More than 830 Monday flights had been canceled nationwide as of 6 p.m. ET, according to flight-tracking service FlightAware. Boston and New York’s LaGuardia airport accounted for the majority of those cancellations. And cancellations were already being reported for Tuesday, with about 70 preemptive cancellations scattered across airports such as Baltimore, Boston, Hartford, Newark Liberty and Washington Reagan National.
On Monday, about 340 flights – or a third of the entire day’ schedule – had been grounded in Boston as of 6 p.m. ET, according to FlightAware. At LaGuardia, cancellations had hit nearly 260 flights – or close to 20% of the day’s schedule. Providence also was seeing major disruptions, with about 1 out of every 3 flights canceled.

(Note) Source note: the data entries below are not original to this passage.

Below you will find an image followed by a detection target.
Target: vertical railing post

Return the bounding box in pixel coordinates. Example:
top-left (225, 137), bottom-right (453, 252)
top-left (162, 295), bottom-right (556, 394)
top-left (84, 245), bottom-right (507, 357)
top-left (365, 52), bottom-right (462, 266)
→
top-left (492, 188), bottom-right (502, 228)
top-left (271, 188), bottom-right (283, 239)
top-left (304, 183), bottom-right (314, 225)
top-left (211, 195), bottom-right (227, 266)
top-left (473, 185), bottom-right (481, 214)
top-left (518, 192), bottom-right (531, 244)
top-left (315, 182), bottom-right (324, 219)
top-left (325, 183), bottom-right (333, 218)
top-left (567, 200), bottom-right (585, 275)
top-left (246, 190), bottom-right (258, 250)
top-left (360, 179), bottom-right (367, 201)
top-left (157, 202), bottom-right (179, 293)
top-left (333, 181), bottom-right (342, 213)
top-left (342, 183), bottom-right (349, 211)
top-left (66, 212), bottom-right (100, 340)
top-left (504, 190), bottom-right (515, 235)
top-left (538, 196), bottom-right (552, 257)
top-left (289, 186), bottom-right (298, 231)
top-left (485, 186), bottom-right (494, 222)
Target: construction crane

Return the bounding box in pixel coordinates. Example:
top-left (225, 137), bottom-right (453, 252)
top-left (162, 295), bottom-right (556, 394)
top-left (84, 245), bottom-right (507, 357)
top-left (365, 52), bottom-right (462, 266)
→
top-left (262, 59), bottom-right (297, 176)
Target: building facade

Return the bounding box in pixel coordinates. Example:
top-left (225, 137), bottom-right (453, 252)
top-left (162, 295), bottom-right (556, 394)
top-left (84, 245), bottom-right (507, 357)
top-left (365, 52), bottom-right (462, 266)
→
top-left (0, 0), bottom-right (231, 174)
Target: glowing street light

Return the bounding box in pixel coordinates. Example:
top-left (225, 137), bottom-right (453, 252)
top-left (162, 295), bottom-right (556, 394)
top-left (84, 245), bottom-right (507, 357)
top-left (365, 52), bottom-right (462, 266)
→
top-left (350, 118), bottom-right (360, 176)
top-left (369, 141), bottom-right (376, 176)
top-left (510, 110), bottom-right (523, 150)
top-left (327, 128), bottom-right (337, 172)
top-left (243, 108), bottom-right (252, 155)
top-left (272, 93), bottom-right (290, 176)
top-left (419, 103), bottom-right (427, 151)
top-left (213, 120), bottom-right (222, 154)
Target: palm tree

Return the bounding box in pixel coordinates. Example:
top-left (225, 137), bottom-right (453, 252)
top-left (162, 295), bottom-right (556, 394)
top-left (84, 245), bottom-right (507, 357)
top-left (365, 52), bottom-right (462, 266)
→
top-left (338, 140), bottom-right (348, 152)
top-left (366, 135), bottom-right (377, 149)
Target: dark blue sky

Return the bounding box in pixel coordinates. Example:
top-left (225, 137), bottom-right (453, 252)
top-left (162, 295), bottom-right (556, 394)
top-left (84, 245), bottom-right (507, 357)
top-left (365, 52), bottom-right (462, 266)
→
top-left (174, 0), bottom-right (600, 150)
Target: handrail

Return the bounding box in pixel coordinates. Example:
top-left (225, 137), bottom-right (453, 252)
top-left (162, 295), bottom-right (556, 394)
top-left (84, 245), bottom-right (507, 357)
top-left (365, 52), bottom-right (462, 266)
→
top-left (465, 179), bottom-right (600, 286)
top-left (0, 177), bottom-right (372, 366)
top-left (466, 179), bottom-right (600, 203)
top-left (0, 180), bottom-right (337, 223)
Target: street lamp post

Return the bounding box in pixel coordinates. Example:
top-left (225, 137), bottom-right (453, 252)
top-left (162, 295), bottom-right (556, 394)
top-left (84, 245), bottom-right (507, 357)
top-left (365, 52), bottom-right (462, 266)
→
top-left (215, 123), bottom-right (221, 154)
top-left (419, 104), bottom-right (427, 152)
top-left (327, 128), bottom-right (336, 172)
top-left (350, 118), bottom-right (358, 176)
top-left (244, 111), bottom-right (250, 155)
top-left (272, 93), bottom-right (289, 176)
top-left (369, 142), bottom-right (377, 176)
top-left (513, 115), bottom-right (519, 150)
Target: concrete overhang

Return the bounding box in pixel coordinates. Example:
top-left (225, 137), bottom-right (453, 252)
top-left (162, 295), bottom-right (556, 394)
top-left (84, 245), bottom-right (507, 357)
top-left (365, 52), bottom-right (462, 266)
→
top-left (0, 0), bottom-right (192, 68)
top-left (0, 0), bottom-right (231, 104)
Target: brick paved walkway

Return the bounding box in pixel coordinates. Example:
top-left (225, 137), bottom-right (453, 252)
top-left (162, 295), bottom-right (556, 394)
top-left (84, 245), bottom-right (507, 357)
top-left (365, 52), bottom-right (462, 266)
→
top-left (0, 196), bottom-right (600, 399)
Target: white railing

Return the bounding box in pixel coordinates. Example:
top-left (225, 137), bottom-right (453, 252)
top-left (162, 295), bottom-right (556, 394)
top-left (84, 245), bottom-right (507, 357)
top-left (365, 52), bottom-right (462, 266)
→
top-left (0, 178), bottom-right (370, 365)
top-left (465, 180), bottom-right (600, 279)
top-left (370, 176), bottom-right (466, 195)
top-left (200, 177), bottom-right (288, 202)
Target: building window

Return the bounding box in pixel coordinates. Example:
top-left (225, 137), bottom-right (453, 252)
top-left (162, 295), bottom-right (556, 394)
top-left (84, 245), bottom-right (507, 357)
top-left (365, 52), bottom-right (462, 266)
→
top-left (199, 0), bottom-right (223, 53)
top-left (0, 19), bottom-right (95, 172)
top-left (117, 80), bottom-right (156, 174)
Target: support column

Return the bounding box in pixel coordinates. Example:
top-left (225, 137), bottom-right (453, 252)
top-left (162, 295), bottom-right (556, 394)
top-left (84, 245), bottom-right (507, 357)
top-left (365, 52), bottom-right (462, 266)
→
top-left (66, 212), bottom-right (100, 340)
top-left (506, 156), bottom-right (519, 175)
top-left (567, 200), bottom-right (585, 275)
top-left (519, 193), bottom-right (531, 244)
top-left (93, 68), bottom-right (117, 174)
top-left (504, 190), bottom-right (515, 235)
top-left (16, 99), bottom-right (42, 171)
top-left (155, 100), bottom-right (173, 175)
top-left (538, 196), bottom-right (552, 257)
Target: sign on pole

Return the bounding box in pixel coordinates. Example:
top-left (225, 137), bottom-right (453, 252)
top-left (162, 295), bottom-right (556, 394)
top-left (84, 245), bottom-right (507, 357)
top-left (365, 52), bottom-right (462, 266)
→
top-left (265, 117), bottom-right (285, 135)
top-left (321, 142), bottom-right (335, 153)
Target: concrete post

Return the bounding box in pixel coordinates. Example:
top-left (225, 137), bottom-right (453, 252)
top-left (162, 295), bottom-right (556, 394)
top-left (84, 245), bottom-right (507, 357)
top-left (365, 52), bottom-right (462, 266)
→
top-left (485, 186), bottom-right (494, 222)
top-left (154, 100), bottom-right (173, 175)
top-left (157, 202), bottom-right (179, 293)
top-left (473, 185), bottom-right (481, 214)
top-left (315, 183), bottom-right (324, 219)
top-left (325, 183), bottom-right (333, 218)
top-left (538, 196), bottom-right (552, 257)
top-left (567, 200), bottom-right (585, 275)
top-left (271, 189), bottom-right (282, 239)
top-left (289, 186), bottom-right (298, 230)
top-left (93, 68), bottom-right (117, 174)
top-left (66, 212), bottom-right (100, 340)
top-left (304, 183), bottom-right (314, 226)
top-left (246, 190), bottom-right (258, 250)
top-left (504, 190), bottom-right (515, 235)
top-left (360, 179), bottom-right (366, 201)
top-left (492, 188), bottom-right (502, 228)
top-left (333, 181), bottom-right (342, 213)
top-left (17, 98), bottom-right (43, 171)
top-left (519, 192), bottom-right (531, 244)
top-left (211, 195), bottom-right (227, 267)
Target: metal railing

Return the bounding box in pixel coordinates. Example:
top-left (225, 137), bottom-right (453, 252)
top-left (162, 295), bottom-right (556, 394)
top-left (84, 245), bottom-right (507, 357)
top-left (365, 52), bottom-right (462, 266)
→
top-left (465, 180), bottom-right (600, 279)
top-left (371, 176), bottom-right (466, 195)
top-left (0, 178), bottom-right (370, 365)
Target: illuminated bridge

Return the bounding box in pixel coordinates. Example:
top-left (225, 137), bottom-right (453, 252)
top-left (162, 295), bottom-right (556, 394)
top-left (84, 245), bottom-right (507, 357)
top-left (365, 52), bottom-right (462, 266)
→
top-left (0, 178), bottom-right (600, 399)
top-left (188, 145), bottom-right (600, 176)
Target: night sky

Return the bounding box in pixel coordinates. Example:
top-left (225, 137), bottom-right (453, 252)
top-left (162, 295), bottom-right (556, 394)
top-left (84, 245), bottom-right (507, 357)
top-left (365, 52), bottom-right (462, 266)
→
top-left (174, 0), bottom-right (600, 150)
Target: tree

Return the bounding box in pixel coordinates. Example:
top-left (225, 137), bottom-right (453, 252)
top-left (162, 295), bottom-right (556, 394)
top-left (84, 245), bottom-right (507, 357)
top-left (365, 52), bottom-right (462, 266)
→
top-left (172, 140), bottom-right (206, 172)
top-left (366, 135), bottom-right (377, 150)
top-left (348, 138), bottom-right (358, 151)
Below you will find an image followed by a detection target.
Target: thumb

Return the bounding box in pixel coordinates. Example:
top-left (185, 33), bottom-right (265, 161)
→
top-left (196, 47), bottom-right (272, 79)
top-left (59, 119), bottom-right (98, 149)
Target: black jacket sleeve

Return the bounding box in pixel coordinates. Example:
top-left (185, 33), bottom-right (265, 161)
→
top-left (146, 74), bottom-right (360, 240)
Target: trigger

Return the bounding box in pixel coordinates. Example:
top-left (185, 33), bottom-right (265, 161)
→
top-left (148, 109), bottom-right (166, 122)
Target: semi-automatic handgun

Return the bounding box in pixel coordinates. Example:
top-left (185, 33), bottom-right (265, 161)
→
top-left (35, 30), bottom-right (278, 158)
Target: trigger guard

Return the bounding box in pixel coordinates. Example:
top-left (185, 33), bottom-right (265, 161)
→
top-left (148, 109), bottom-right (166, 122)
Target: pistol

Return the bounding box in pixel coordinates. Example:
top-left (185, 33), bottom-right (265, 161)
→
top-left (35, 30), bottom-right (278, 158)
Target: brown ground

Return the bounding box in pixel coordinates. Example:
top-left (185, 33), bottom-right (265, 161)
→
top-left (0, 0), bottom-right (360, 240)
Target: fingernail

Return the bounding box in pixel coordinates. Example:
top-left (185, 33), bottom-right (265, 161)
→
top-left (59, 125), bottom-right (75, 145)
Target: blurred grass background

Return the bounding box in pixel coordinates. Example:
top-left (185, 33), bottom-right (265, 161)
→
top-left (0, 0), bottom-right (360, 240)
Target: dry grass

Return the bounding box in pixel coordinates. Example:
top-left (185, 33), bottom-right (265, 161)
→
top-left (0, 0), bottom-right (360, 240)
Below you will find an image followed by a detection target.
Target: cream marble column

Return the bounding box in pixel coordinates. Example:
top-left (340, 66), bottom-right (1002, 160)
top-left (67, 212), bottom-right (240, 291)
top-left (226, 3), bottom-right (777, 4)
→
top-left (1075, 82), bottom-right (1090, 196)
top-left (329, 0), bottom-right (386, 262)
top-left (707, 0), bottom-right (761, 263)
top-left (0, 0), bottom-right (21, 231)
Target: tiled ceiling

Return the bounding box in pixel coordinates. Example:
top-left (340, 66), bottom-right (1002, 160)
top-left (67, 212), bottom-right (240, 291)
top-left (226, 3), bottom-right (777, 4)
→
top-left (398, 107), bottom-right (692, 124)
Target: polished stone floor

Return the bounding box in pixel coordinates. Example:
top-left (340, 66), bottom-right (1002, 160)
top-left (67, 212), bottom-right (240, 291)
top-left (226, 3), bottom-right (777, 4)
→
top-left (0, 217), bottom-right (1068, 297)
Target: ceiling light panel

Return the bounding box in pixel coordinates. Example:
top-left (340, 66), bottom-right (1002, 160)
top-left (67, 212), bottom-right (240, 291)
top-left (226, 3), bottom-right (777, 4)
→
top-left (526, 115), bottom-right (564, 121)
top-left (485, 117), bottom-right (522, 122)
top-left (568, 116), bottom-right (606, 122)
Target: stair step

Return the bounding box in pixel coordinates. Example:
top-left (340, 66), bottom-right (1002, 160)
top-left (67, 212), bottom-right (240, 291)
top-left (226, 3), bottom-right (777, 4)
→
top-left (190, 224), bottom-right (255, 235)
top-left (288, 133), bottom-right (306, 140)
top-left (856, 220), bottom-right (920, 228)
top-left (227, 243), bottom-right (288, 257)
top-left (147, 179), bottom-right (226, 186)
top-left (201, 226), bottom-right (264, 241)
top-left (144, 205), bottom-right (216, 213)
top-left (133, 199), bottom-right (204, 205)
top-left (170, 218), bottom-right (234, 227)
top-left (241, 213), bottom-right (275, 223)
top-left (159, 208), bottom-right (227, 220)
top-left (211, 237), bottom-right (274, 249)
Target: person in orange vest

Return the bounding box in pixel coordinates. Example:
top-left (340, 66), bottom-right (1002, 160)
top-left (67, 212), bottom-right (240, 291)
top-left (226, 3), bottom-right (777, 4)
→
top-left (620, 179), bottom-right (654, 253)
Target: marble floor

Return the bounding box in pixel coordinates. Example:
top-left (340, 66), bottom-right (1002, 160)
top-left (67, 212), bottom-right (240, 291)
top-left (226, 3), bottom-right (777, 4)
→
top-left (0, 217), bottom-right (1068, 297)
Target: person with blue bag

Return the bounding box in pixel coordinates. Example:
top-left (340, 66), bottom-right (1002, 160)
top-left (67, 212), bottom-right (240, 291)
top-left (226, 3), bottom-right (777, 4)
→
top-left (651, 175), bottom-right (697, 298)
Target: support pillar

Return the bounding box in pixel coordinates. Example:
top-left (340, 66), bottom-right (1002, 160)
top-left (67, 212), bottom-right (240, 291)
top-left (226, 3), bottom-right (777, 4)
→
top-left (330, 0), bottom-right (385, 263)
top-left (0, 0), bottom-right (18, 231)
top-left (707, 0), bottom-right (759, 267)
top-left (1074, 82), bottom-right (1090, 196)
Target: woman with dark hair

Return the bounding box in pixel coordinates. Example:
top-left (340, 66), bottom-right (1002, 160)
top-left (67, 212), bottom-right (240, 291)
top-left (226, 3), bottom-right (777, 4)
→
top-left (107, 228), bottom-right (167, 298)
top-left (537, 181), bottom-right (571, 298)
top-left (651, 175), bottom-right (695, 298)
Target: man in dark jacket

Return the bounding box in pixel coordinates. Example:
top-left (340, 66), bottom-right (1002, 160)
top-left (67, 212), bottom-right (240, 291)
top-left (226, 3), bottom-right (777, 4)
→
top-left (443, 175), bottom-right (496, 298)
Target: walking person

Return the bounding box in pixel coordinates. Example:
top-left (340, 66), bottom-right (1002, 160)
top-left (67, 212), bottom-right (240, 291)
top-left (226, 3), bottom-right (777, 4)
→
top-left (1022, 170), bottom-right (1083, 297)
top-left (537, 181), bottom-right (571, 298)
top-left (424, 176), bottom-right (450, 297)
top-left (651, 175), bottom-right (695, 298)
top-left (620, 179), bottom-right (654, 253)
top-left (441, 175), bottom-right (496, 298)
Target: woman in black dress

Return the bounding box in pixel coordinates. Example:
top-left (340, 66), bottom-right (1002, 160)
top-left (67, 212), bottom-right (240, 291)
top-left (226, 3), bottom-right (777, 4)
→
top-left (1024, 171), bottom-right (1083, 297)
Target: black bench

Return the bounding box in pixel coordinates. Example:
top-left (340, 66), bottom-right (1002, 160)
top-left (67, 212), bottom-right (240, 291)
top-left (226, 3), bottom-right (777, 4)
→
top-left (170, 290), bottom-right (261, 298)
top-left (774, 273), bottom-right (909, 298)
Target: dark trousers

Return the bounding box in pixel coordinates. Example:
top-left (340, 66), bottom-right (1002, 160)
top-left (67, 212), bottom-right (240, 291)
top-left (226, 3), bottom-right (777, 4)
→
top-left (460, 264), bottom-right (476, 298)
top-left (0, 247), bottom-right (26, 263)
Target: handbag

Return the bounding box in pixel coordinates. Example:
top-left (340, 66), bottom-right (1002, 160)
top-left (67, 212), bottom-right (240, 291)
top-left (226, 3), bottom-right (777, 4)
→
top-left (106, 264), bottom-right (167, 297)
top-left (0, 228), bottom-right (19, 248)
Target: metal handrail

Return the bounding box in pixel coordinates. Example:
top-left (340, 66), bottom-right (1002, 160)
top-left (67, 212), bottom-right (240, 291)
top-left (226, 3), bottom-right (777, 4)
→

Other airports seeing higher-than-normal cancellation rates were Newark Liberty, New York JFK, Cleveland, Pittsburgh and Raleigh-Durham, among others. Smaller airports across much of New England – including airports serving Cape Cod and its offshore islands – also were seeing storm-related disruptions, according to FlightAware.
Cape Air, a small commuter carrier that serves many of those airports around the Cape and elsewhere in New England, said it was suspending all of its Monday flights from Boston.
Most airlines had issued winter-weather policies for customers traveling through big airports in New England and around New York City. Delta's waiver included airports in the South. Details of the waivers varied by airline, but the policies generally allowed customers to make one change to their itineraries – with some restrictions – without paying a change fee or a fare increase.